1800s courthouse bell back in city
The Rohrer family purchased the bell after the courthouse was torn down in 1852 and had it in an East Petersburg farmhouse.
  • The Rohrer family purchased the bell after the courthouse was torn down in 1852 and had it in an East Petersburg farmhouse.

  • Cast in 1825, by John Wilbank, this bell rang out in Lancaster's old courthouse for many years.

By JANE HOLAHAN
Lancaster
Updated Oct 03, 2008 11:06
A 500-pound bronze bell that rang in events of Lancaster City in the 1800s, from election results to the early morning openings at Central Market, has come home.

On Monday afternoon, the Heritage Center of Lancaster County brought the bell back to Penn Square after more than 150 years. It had been in the cupola of an East Petersburg farmhouse since 1852.

Now it will be on display in the main exhibition hall of the Heritage Center.

"It will be positioned next to the clockworks of the clock that was also in the bell tower of the old courthouse," says Peter Seibert, the Heritage Center's president. "The clockworks was the mechanism that actually struck the bell, so it's a reunion for them."

The bell was donated by Tobias Hershey Rohrer and Peter B. Rohrer, whose family had housed the bell since 1852.

The Rohrer family recently sold the farm, but knowing the history of the bell, reserved the rights to it, Seibert says.

Clarke Hess, a board member of the Heritage Center, and David Johnson, both friends of the Rohrer family, talked to them about donating it to the Heritage Center, and they agreed.

The Rohrer family purchased the bell after the courthouse was torn down in 1852.

Built in 1732, the courthouse was used by the Pennsylvania legislature during the American Revolution and again when Lancaster was the state capital, according to the Heritage Center.

It sat where the Penn Square monument is now located.

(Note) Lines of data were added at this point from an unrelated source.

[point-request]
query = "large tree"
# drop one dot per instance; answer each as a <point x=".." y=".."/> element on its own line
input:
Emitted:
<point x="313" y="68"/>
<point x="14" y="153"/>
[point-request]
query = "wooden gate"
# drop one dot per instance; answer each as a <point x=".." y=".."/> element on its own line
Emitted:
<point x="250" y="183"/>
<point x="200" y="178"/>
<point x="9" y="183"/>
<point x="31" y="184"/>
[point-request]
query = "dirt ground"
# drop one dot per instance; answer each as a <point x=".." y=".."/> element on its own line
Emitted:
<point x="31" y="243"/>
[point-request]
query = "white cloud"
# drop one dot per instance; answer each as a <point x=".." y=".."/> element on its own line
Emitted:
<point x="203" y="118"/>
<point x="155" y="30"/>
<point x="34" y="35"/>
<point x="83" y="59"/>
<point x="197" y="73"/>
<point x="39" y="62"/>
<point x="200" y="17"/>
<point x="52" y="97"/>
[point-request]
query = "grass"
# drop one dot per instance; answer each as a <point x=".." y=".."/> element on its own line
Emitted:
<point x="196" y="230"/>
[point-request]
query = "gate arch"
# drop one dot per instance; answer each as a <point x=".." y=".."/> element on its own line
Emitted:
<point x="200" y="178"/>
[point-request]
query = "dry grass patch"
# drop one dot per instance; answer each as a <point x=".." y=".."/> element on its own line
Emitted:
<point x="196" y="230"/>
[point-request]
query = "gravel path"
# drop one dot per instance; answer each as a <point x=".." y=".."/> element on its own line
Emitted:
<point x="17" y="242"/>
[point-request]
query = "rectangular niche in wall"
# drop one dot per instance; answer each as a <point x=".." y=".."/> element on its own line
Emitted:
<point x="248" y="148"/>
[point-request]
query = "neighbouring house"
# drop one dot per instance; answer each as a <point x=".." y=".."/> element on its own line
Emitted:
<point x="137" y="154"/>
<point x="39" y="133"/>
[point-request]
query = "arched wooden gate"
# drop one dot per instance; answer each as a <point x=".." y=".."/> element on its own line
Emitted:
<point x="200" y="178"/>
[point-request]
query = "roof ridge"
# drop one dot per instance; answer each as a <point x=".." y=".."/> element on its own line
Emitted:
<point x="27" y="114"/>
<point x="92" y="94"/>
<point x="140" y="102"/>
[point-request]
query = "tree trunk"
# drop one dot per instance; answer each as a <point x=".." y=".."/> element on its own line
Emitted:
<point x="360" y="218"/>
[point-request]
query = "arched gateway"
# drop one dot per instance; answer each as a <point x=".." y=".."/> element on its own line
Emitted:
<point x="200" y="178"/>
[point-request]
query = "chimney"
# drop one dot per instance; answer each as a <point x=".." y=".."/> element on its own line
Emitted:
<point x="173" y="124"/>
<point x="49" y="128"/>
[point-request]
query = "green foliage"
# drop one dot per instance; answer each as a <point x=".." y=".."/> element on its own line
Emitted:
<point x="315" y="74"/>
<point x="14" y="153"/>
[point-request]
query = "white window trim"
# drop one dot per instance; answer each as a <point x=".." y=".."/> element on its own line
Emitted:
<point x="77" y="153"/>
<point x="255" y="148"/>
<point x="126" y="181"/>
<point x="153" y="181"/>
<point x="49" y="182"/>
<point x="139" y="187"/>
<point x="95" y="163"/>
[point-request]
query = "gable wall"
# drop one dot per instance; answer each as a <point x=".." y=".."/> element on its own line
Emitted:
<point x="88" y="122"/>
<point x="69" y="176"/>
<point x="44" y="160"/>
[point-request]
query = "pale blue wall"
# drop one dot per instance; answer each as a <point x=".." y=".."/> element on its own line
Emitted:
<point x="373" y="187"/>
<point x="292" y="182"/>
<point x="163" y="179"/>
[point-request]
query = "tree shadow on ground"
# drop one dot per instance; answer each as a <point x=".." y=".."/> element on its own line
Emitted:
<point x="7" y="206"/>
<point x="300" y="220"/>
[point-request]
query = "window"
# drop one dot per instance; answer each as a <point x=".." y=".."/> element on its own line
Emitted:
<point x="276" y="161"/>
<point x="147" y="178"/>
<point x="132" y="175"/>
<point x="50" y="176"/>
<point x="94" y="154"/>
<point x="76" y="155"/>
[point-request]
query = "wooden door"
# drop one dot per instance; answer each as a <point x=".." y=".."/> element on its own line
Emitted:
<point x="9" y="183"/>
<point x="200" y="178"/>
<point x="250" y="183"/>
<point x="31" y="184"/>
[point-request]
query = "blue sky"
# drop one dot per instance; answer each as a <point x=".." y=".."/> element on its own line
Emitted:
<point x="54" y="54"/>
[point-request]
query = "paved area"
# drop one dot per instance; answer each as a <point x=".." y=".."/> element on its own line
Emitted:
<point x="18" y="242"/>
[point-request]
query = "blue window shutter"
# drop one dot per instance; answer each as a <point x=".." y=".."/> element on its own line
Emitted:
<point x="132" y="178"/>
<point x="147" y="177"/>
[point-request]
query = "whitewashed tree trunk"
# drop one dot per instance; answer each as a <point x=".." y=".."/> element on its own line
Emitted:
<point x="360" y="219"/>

The bell is at least the second one cast for the building and, according to Seibert, there may have been more. One bell that had rung at the courthouse was destroyed in a fire at a coppersmith's shop in the 1890s.

"We speculate that this was the only courthouse bell that survived," Seibert says.

It was made in 1825 by John Wilbank of Philadelphia.

The bell could be heard well beyond the city limits in those quiet days, and Seibert says people would set their timepieces by it. Shoppers knew market was open for the morning by the peal of the bell.

While it has hung from the farmhouse cupola for more than 150 years, there was one occasion when it was brought back into the city.

In 1918, in the midst of World War I, Lancaster City built a replica of the original courthouse called Liberty House, to encourage people to buy war bonds.

According to a local newspaper article, published on Oct. 14, 1918, the bell was used to declare election results.

As the newspaper reported: "Many's the time, it is said, when its lusty peal told of a political victory in the bitter party fights in the county. Its chief opponent as an election announcer, says its present owner (F. Bachman Rohrer) was the steam whistle at the time on the Hostetter distillery, which blew off at Democratic victories, while the bell spread the tiding when the Republicans won."